Lockdowns in Quebec and Ontario “are restricting the amount of people we can get to the projects,” the CEO said. Productivity is also being affected by contact tracing, which is forcing some workers to isolate and miss work, he said.

“This lockdown is definitely going to go into the spring,” Edwards said. “But really beyond the summer, we’re assuming that things largely get back to normal.”

SNC on Tuesday reaffirmed a forecast calling for fourth-quarter revenue at its engineering services unit to decrease by “low- to mid-single digits” year-over-year. Adjusted profit in the business should represent somewhere between 8.5 per cent and nine per cent of revenue.

Engineering services — which include design, project management, nuclear and infrastructure contracts — accounted for revenue of $1.45 billion in SNC’s third quarter of 2020, or 72 per cent of the company’s total sales.
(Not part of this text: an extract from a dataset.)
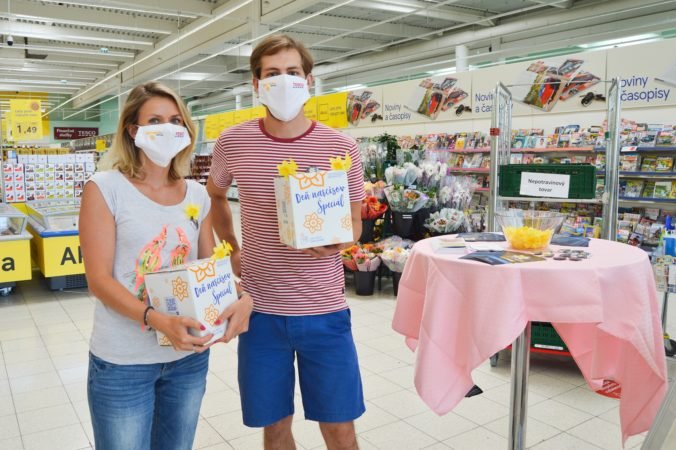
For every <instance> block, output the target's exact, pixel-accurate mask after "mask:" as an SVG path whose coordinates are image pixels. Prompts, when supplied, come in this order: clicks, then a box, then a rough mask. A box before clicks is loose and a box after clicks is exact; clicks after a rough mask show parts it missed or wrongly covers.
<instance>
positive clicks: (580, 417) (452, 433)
mask: <svg viewBox="0 0 676 450" xmlns="http://www.w3.org/2000/svg"><path fill="white" fill-rule="evenodd" d="M36 276H37V274H36ZM349 292H350V289H348V302H349V304H350V307H351V308H352V318H353V327H354V336H355V340H356V342H357V348H358V352H359V357H360V364H361V368H362V376H363V380H364V392H365V396H366V404H367V411H366V413H365V414H364V416H363V417H361V418H360V419H359V420H358V421H357V422H356V426H357V431H358V433H359V442H360V447H361V448H362V449H365V450H368V449H384V450H398V449H423V448H425V449H448V448H453V449H457V450H482V449H486V450H488V449H490V450H494V449H501V448H507V439H506V437H507V429H508V424H509V419H508V406H509V380H510V365H509V354H508V352H502V355H501V358H500V361H499V364H498V366H497V367H495V368H492V367H490V365H489V363H488V361H487V362H486V363H485V364H483V365H482V366H481V367H479V368H478V369H476V370H475V371H474V373H473V378H474V380H475V382H476V383H477V384H478V385H480V386H481V388H482V389H483V390H484V391H485V392H484V394H483V395H480V396H477V397H473V398H470V399H465V400H463V401H462V402H461V403H460V405H459V406H458V407H457V408H455V410H454V411H453V412H451V413H449V414H447V415H445V416H443V417H438V416H436V415H435V414H434V413H432V412H430V410H429V409H428V408H427V407H426V406H425V405H424V404H423V402H422V401H421V400H420V398H419V397H418V396H417V394H416V393H415V389H414V387H413V366H412V364H413V360H414V359H413V354H412V353H411V352H410V351H409V350H408V348H407V347H406V346H405V345H404V342H403V339H402V338H401V336H399V335H397V334H396V333H395V332H394V331H392V329H391V325H390V324H391V320H392V314H393V311H394V306H395V301H394V299H393V296H392V294H391V292H392V290H391V286H390V285H387V284H386V285H384V286H383V291H382V293H381V294H379V295H375V296H373V297H355V296H354V295H352V294H350V293H349ZM95 301H96V300H94V299H93V298H92V297H90V296H89V294H88V293H87V291H86V290H79V291H71V292H56V293H53V292H50V291H48V290H47V289H46V288H44V287H43V283H42V280H39V279H38V280H34V281H32V282H29V283H21V284H20V286H19V288H18V289H17V290H16V291H15V292H14V293H13V294H11V295H10V296H9V297H0V450H5V449H6V450H20V449H26V450H58V449H66V450H71V449H72V450H76V449H85V448H91V447H93V439H92V431H91V421H90V418H89V411H88V405H87V397H86V376H87V374H86V371H87V350H88V346H87V340H88V337H89V335H90V332H91V327H92V312H93V308H94V302H95ZM672 304H675V303H674V302H672ZM675 305H676V304H675ZM669 316H670V321H669V323H670V324H671V327H672V328H674V326H676V306H675V307H672V308H671V310H670V314H669ZM487 326H490V324H487ZM674 334H676V333H674ZM235 349H236V345H235V343H232V344H230V345H223V344H220V345H218V346H216V347H214V348H213V350H212V353H211V361H210V372H209V376H208V383H207V393H206V395H205V397H204V401H203V404H202V410H201V417H200V421H199V426H198V429H197V437H196V441H195V448H196V449H212V450H216V449H238V450H239V449H260V448H262V443H261V441H262V438H261V431H260V430H258V429H251V428H246V427H244V426H243V425H242V422H241V413H240V406H239V396H238V387H237V381H236V362H237V357H236V356H237V355H236V353H235ZM529 386H530V389H529V398H528V400H529V402H528V403H529V410H528V416H529V419H528V428H527V446H528V447H529V448H533V449H538V450H557V449H621V448H622V446H621V438H620V428H619V411H618V403H617V401H615V400H611V399H608V398H605V397H602V396H600V395H597V394H594V393H593V392H591V391H590V390H589V388H587V386H586V384H585V382H584V380H583V378H582V376H581V375H580V373H579V371H578V370H577V368H576V366H575V364H574V363H573V362H572V361H571V360H570V359H568V358H556V357H551V356H546V357H545V356H540V355H534V356H533V358H532V362H531V376H530V385H529ZM296 400H297V402H296V416H295V421H294V435H295V438H296V441H297V443H298V448H299V449H315V448H316V449H321V448H324V445H323V441H322V438H321V435H320V433H319V429H318V427H317V425H316V424H315V423H313V422H306V421H305V420H304V419H303V417H302V416H303V415H302V405H301V402H300V397H299V396H298V395H297V396H296ZM642 441H643V436H635V437H632V438H631V439H629V441H628V442H627V446H626V448H628V449H631V448H639V447H640V445H641V443H642ZM673 444H674V446H673V447H671V448H676V443H673Z"/></svg>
A year earlier, the proportion was 62 per cent.

Since taking over on an interim basis in June 2019, Edwards — whose appointment was made permanent four months later — has worked to reduce risk and generate more consistent earnings and cash flow by reorganizing SNC into two main lines of business and ending the practice of bidding on fixed-price construction work.

So-called lump-sum turnkey projects in resources are “the biggest source of risk for SNC,” Desjardins Capital Markets analyst Benoit Poirier said Tuesday.